Distilled SFT examples and checkpoints. Storage substrate: generated ShareGPT/Alpaca JSON files and external model checkpoints. Representational form: prose prompts/reasoning, symbolic action tags, and parametric policy weights after SFT/RL. Lineage: trace-extracted from successful rollouts plus LLM-generated reasoning. Behavioral authority: learning authority; the SkillBank can become implicit policy behavior rather than explicit prompt text.

Promotion path. SkillRL promotes experience through: rollout text -> structured trajectory JSON -> generated memory record -> aggregated SkillBank -> prompt-injected runtime memory and/or SFT examples -> trained policy weights. The online/dynamic branch is shorter: failed trajectory -> SkillUpdater prompt -> appended general skill -> saved updated SkillBank -> later training prompts. Provenance is mostly coarse; final skills do not keep stable source trajectory ids or invalidation rules.

Comparison with Our System

SkillRL and Commonplace both reject raw logs as the final memory surface. SkillRL distills trajectories into short procedural rules and mistakes, then pushes them into future prompts or model weights. Commonplace distills sources and work traces into typed Markdown notes, reviews, instructions, schemas, generated indexes, and validation records. SkillRL is stronger at automatically turning repeated task experience into behavioral guidance; Commonplace is stronger at source retention, explicit review state, link semantics, and deterministic validation before artifacts gain authority.

The closest alignment is the raw-to-promoted boundary. SkillRL's generated_memories are like workshop/evidence artifacts: useful but not the main action surface. The SkillBank is the promoted surface. Commonplace should preserve that distinction if it mines agent traces, but it would need stronger citations, source ids, and replacement/invalidation policy before a generated rule becomes instruction-level context.

The main divergence is read-back direction. SkillRL pushes selected skills into the model prompt, while Commonplace mostly expects agents to pull relevant files through rg, indexes, skills, and links. Push avoids making the acting agent search, but it hides relevance mistakes inside the prompt assembly layer.

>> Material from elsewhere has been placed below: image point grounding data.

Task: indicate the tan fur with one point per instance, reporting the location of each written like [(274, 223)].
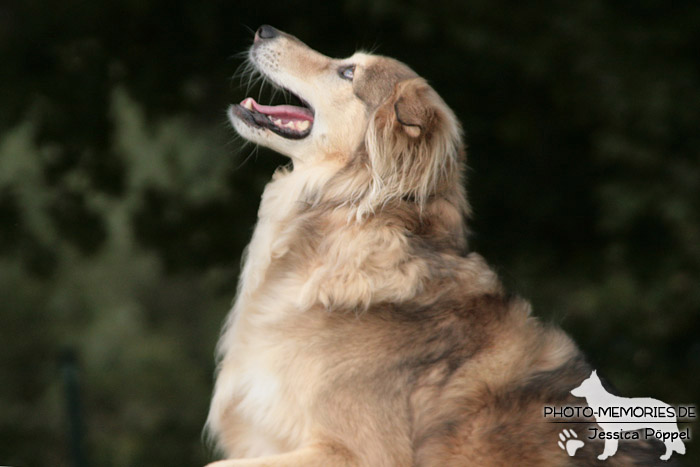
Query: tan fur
[(363, 334)]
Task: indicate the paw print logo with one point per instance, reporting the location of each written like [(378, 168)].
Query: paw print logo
[(569, 441)]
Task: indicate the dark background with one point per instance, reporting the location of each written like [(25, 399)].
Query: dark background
[(125, 198)]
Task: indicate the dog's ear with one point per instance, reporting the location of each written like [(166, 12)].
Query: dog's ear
[(413, 109), (414, 144)]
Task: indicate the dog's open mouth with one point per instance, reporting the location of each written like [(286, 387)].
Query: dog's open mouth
[(288, 121)]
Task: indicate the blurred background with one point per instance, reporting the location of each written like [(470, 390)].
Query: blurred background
[(125, 198)]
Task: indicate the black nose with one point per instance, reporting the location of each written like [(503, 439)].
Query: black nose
[(266, 32)]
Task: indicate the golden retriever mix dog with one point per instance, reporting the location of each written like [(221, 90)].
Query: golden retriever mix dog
[(364, 333)]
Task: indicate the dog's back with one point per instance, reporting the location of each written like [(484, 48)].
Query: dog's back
[(364, 333)]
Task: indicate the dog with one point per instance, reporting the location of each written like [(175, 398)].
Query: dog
[(364, 332), (599, 399)]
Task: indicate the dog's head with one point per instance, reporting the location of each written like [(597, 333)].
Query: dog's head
[(365, 108)]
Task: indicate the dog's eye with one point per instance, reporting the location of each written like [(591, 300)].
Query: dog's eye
[(347, 72)]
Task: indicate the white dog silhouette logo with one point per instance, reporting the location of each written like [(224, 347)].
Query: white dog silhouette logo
[(617, 414)]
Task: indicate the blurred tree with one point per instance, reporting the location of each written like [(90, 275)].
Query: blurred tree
[(123, 210)]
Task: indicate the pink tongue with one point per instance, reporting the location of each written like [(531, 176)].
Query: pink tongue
[(288, 112)]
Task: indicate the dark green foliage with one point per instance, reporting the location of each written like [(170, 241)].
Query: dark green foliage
[(125, 199)]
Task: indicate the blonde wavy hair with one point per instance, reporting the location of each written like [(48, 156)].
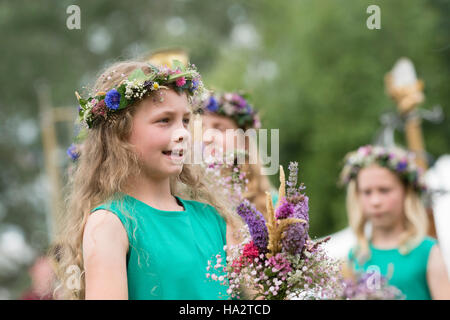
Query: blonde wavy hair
[(103, 170), (416, 221)]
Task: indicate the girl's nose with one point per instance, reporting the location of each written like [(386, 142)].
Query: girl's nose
[(180, 135), (375, 199)]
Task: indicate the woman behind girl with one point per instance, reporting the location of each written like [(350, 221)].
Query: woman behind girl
[(232, 111), (140, 224), (384, 187)]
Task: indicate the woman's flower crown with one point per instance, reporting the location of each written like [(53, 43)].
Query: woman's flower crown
[(397, 160), (136, 87), (232, 105)]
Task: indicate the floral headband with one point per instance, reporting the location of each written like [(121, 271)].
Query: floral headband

Another divergence is parametric absorption. SkillRL's SFT/RL path can turn trace-derived skills into model behavior. Commonplace treats retained knowledge as inspectable artifacts; using model weights as memory would weaken reviewability unless paired with evaluation probes and retained training lineage.

Borrowable Ideas

Use a two-stage trace distillation layer. Commonplace could mine work logs into low-authority generated memories first, then aggregate only reviewed candidates into instructions or notes. Ready as a workshop pattern.

Separate generated memory from served memory. SkillRL keeps raw/generated trajectory abstractions distinct from compact SkillBank entries. Commonplace should keep trace evidence, candidate insights, and promoted artifacts as separate file types. Ready now.

Treat dynamic skills as append-only candidates by default. SkillRL appends dyn_* skills and saves snapshots instead of silently rewriting the base bank. Commonplace could use the same stance for mined procedural advice, but with review gates before activation. Ready with governance added.

Do not borrow weak provenance for high-authority prompts. SkillRL's final skills are concise, but they lose exact source trajectory ids and merge ancestry. Commonplace should retain source links and invalidation triggers before pushing generated advice. Ready as a design constraint, not a feature.

Use skill prompts as an SFT data ingredient only with ablations. Skill-conditioned examples are an interesting path for teaching common workflows, but Commonplace would need with/without-skill training or evaluation evidence before treating parametric absorption as memory improvement. Needs a concrete use case.

Write side

Write agency: manual automatic — Operators choose rollout inputs, skill JSON paths, retrieval mode, model paths, update thresholds, and scripts, while the distinctive writes are automatic: trajectory parsing, LLM memory generation, skill aggregation, SFT example construction, training checkpoints, dynamic failed-trajectory skill creation, in-memory skill append, and saved updated SkillBanks.

Curation operations: consolidate promote — Aggregation compacts many generated memory records and planning patterns into fewer general/category skills and common mistakes; generated memories and failure traces are promoted into prompt-facing SkillBank entries, SFT examples, and possibly policy weights. I did not find semantic deduplication, in-place skill evolution, stale invalidation, decay, or durable cross-skill synthesis over already accepted skills.

Trace-derived learning

Trace source: trajectories tool-traces session-logs — The qualifying traces are environment rollouts: observations, actions, admissible actions, search/information turns, rewards, success/failure labels, decoded prompts/responses, and per-task success metrics.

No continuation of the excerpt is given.